As autoridades da Rússia são efetivamente responsáveis por crimes de guerra cometidos na Ucrânia. É o que afirma um relatório divulgado em março do ano passado pela ONU (Organização das Nações Unidas), fruto do trabalho de uma Comissão Internacional Independente de Inquérito que esteve no país devastado pelo conflito.

“Os crimes de guerra incluem ataques a civis e infraestrutura relacionada à energia, homicídios dolosos, confinamento ilegal, tortura, estupro e outras violências sexuais, bem como transferências ilegais e deportações de crianças”, diz o documento, que acrescenta. “Em áreas sob seu controle, as autoridades russas cometeram assassinatos deliberados de civis ou pessoas não envolvidas em combates (hors de combat), que são crimes de guerra e violações do direito à vida”.

No caso dos ataques contra civis, eles são realizados principalmente com armas explosivas em áreas populosas, algo que já havia sido destacado em relatórios anteriores.

Os casos de violência sexual também têm se acumulado desde o início da guerra.
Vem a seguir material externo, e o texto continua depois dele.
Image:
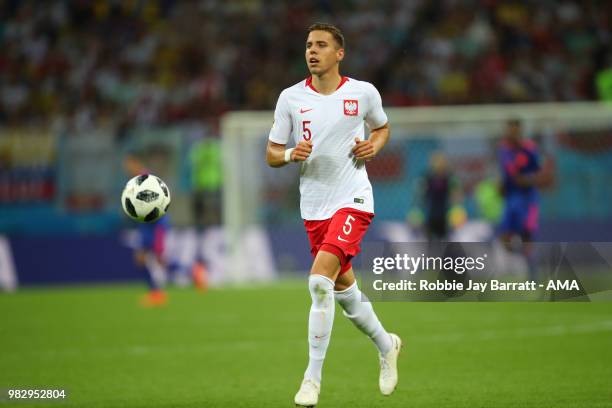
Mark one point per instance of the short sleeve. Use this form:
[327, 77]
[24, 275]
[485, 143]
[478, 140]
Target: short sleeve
[375, 116]
[282, 126]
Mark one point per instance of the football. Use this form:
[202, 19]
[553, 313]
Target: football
[145, 198]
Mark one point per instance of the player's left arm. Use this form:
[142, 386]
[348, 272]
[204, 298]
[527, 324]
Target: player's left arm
[369, 148]
[377, 121]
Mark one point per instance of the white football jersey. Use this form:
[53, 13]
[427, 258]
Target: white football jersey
[330, 178]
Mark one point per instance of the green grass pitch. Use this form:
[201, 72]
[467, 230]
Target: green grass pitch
[248, 347]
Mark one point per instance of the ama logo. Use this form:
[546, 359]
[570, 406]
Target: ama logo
[351, 107]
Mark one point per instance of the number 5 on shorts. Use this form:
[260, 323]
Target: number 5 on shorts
[348, 227]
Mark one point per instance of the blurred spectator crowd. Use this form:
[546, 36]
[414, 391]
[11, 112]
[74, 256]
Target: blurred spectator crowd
[130, 62]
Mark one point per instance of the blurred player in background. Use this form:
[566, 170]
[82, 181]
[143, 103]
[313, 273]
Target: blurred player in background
[440, 190]
[521, 176]
[324, 116]
[149, 253]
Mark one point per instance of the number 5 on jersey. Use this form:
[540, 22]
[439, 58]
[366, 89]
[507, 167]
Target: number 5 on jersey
[307, 135]
[347, 228]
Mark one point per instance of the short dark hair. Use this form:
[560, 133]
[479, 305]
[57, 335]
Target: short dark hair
[330, 28]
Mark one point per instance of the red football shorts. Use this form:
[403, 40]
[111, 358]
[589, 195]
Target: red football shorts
[340, 235]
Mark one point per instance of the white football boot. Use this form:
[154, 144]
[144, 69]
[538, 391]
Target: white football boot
[388, 366]
[308, 394]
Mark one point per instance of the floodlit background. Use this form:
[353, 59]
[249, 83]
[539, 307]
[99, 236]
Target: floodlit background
[189, 86]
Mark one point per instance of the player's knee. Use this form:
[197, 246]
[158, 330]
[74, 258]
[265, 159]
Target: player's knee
[321, 290]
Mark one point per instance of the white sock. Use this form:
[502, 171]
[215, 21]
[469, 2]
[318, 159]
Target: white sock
[359, 310]
[320, 323]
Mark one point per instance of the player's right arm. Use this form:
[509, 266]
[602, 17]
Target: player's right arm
[277, 154]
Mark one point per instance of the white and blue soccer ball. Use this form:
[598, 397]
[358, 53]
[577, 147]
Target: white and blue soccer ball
[145, 198]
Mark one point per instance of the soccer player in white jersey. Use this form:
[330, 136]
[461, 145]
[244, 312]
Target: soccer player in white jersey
[323, 118]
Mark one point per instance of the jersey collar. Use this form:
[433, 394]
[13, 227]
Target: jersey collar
[309, 84]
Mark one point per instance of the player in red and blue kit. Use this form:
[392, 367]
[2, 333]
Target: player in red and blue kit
[149, 256]
[520, 165]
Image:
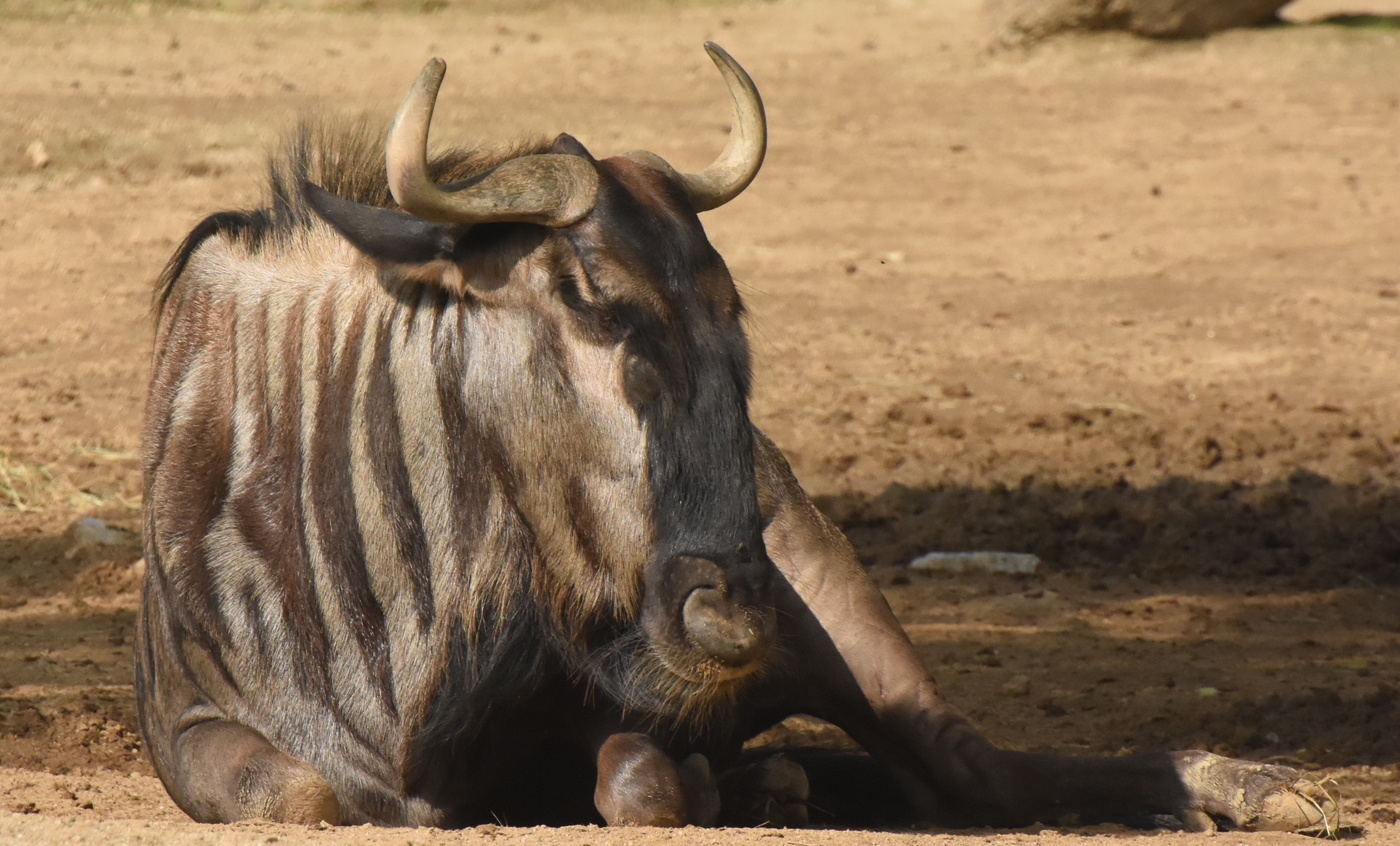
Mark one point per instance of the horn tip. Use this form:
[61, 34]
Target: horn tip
[434, 70]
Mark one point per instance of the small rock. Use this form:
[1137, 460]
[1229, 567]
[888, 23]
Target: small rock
[38, 154]
[87, 532]
[1019, 685]
[986, 562]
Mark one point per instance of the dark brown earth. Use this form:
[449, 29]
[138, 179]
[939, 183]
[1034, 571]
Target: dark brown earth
[1131, 307]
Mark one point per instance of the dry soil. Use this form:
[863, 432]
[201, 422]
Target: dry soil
[1131, 307]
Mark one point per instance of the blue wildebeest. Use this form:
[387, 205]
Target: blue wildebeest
[454, 510]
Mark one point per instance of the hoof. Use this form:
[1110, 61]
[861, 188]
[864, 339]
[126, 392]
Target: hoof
[700, 789]
[772, 792]
[1252, 796]
[297, 794]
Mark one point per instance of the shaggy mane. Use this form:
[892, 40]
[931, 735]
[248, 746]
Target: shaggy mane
[345, 157]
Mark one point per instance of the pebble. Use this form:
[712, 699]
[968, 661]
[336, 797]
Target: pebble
[38, 154]
[87, 532]
[986, 562]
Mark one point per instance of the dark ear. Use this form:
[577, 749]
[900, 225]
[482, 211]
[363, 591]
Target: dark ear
[567, 144]
[384, 234]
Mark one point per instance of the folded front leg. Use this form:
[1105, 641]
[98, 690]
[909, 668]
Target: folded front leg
[856, 667]
[226, 772]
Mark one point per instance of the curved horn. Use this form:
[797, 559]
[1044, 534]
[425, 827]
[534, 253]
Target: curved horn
[549, 189]
[742, 156]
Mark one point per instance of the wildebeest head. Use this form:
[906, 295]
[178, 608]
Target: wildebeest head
[612, 395]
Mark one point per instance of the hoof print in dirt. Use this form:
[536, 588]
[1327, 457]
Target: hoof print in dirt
[1250, 796]
[772, 792]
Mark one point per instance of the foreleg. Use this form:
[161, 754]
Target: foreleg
[857, 668]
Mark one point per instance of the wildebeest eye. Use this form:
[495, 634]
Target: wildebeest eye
[570, 294]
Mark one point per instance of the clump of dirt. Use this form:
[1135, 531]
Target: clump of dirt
[1301, 531]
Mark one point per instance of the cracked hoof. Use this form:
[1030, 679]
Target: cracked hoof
[1252, 796]
[772, 792]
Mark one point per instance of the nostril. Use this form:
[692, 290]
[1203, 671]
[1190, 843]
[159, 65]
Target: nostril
[730, 632]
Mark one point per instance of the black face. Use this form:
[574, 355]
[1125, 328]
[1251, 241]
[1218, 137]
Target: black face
[662, 292]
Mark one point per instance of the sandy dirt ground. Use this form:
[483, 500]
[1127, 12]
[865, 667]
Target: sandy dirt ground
[1131, 307]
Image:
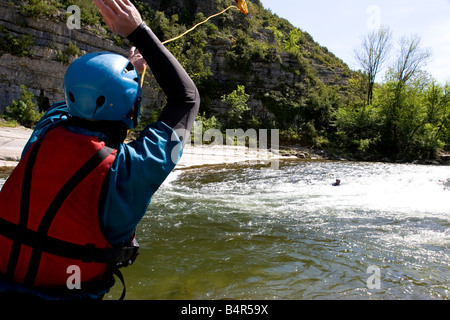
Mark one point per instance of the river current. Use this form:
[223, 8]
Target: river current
[252, 232]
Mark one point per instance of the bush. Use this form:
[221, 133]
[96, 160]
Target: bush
[24, 111]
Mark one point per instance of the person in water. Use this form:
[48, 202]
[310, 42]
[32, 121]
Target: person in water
[337, 183]
[69, 210]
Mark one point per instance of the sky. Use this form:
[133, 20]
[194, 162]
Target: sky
[341, 25]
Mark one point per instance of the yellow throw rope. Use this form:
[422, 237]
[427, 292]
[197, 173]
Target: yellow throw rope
[242, 6]
[198, 24]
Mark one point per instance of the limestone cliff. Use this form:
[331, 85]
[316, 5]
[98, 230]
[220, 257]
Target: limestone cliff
[43, 70]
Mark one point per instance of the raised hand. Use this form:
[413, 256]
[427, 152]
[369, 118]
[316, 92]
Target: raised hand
[121, 16]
O relatório destaca que muitos dos estupros constatados foram “cometidos por autoridades russas quando realizavam visitas de casa em casa em localidades sob seu controle e durante o confinamento ilegal”.

Já a tortura e o confinamento ilegal muitas vezes ocorrem de forma conjunta. Como o caso de um ucraniano que foi detido e espancado pelas tropas invasoras como “castigo por falar ucraniano” e por “não se lembrar da letra do hino da Federação Russa”.

Entre os inúmeros crimes citados no documento, um que tem gerado intenso debate atualmente é a transferência forçada de crianças ucranianas para a Rússia.